The trouble with me and any bookstore or library, however, is that I still have to browse, even if I find exactly what I'm looking for. I traipsed around in the shop and spied a photography book by Robert Polidori, entitled Metropolis, and I was captivated. The lighting and some of the juxtapositions of old and new structures in some of the pictures was striking. Partway through looking at the book, I realized I was in the way of an employee's setting up a display of signed copies of Polidori's latest book.
And that is when I got sucked back into grief. And more than a touch of anger. And remembrance.
Polidori's new one, After The Flood, needs to be sent to every politician on the planet. It is an overwhelming book, and not just because of its physical size (nearly 13" x 17" and approx. 11 pounds in weight). Polidori took pictures of everything, it seems. He went into loads of flooded houses armed with nothing but an SLR camera and ISO 32 film. He manually controlled the opening and closing of the camera's shutter, counting in French as he did so. What he captured on film captured my devastation at seeing a ruined Lakeview house my first day back in New Orleans. Except Polidori's camera eye didn't flinch. The book goes on. And on. And on.
I couldn't stop looking. I couldn't stop talking with the bookstore employee about the stuff we'd all been through. I held back tears - a major effort on my part. One of the bookstore owners walked by wanting to get the price on a small folio of Polidori's earlier work, a series of photos the man had made of Chernobyl in the present day. That's when I made it a point to pay for the book I came for and get the hell out of the store.
The employee had told me that Polidori had talked of the difference between photographing Chernobyl and post-levee breach New Orleans: Chernobyl was more of a company town, whereas New Orleans has a soul, one that got seriously hurt through what happened. Polidori's next assignment is supposedly in Beirut or thereabouts. The man is reluctant to go after all he has seen here in this city. He has enough pictures to fill two more books of the same length and size as After The Flood.

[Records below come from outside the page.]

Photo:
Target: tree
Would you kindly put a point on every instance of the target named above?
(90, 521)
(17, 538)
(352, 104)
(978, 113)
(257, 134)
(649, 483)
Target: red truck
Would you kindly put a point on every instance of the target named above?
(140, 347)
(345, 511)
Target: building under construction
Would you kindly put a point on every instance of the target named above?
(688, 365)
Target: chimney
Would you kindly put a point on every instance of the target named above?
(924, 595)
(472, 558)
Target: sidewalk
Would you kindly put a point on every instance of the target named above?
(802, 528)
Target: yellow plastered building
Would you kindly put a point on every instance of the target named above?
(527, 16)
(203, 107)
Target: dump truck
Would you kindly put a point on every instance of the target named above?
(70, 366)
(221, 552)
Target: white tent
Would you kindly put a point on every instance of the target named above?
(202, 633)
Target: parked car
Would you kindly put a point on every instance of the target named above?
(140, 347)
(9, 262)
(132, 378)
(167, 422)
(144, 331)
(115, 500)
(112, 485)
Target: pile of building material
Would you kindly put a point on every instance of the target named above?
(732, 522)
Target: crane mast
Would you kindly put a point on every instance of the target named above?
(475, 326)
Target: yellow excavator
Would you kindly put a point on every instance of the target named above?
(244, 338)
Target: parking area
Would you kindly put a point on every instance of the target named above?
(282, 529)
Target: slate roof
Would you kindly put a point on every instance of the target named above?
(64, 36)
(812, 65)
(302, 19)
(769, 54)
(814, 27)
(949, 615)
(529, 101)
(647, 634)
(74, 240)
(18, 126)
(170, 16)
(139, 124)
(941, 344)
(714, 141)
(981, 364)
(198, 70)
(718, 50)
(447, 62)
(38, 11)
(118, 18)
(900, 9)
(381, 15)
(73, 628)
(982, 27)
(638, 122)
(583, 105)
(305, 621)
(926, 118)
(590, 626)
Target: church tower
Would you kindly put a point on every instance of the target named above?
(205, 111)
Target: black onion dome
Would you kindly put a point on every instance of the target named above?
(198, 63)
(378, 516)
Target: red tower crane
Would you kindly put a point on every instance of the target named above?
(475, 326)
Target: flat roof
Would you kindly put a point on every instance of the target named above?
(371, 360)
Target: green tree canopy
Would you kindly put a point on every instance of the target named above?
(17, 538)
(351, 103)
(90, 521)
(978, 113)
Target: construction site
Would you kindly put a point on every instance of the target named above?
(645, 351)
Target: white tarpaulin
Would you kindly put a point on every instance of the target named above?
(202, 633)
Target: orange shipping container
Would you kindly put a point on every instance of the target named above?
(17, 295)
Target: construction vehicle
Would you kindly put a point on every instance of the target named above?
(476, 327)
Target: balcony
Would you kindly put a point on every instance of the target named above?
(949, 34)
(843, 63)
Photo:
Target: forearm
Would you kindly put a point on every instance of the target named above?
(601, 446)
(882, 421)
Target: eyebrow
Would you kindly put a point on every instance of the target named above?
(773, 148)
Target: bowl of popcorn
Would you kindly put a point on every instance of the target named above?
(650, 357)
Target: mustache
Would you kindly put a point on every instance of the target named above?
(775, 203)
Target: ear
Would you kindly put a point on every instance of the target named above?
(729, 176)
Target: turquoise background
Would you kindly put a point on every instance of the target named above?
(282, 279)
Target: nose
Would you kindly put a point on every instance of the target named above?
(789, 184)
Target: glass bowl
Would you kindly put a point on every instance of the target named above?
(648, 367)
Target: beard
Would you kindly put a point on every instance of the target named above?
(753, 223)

If he ever decides to compile those, I will have to avoid them like the plague. As it is, I will probably avoid the Michael Lewis essay for a while, though it is much lighter in tone and is not illustrated in any way in the anthology.
My son already has "FEMA trailer" in his lexicon. I don't need this honking big book of nothing but tragedy and pain sitting where he can take it in, or where I can take it in. It costs too damn much - and I don't just mean monetarily. Most neighborhoods here still look like Polidori's pictures, and people here are paying every day in money and blood for their homes to emerge from the mud, the mold, and the wind damage.
Take my advice. Don't spend the money on this book - unless you buy it from a Gulf Coast independent bookstore and send it to your Congressional representative or Senator. Or to the head of insurance companies such as Allstate.
They are the ones who need to be reminded the most of what has happened and is still happening around here.
1 comment:
Wow, good writing on your part. So sorry for what you are going through. This was an interesting read.